Un jour, vous pouviez faire partie du premier cercle de Staline et le lendemain, vous retrouver devant un peloton d'exécution. Certains signes indiquaient que Staline était sur le point de procéder à une nouvelle série de purges, et il n’est donc pas étonnant que ses hommes de main n’aient pas beaucoup pleuré sa mort.
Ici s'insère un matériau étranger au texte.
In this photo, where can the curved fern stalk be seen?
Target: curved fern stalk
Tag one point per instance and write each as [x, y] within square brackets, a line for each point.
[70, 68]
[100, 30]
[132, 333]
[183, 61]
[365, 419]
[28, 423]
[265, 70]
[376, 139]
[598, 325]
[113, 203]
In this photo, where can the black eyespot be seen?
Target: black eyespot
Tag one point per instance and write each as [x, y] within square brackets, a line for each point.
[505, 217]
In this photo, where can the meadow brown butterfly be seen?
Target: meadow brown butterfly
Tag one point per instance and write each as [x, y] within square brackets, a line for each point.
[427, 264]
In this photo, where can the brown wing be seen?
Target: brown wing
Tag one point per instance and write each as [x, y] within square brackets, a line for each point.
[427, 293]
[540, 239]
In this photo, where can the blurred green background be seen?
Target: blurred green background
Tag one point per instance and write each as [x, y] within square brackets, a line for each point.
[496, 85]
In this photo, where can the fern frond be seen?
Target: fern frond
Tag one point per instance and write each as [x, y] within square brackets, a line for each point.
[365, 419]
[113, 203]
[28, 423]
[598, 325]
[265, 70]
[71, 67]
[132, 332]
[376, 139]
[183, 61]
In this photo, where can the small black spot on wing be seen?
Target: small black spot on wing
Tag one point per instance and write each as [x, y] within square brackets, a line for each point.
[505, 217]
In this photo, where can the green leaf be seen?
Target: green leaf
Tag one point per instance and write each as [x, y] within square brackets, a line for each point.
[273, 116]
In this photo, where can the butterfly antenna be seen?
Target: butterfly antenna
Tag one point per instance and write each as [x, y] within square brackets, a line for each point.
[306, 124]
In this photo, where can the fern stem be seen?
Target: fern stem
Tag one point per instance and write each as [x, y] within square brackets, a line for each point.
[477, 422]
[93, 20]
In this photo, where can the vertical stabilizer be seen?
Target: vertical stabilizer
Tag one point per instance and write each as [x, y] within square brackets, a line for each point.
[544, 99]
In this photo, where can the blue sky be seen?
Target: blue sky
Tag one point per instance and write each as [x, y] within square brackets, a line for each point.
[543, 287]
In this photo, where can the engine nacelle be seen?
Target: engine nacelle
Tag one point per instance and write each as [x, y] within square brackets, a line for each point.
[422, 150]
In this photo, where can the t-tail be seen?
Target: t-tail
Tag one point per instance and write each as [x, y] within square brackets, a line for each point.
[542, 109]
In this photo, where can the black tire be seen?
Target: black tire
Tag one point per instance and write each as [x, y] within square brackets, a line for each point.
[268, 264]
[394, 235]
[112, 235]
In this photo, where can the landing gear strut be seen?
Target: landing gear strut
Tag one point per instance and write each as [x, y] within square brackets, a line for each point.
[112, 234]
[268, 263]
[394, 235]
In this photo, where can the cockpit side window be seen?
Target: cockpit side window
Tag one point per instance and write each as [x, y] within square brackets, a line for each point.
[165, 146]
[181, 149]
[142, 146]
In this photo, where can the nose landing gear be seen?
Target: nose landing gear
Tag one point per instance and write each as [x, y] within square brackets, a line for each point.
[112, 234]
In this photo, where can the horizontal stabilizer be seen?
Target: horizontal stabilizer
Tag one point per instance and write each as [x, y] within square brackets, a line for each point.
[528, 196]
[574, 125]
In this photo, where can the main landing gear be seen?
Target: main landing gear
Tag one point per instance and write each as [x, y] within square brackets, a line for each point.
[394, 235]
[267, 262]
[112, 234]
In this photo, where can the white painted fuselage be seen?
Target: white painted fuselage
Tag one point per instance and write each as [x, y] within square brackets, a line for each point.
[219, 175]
À ce moment-là, « il y avait beaucoup de gens en URSS qui croyaient sincèrement en Staline et voyaient sa mort comme une tragédie », se souvient Pikhoïa. En effet, avant sa mort, Staline était presqu’un dieu vivant - des villes et des villages étaient nommés en son honneur, des statues le représentant et ses citations ornaient toute l'URSS. Après sa disparition, Staline a été placé dans le mausolée aux côtés de Lénine. Quiconque prendrait sa succession devait composer avec le patrimoine du « petit père des peuples », sujet à controverse.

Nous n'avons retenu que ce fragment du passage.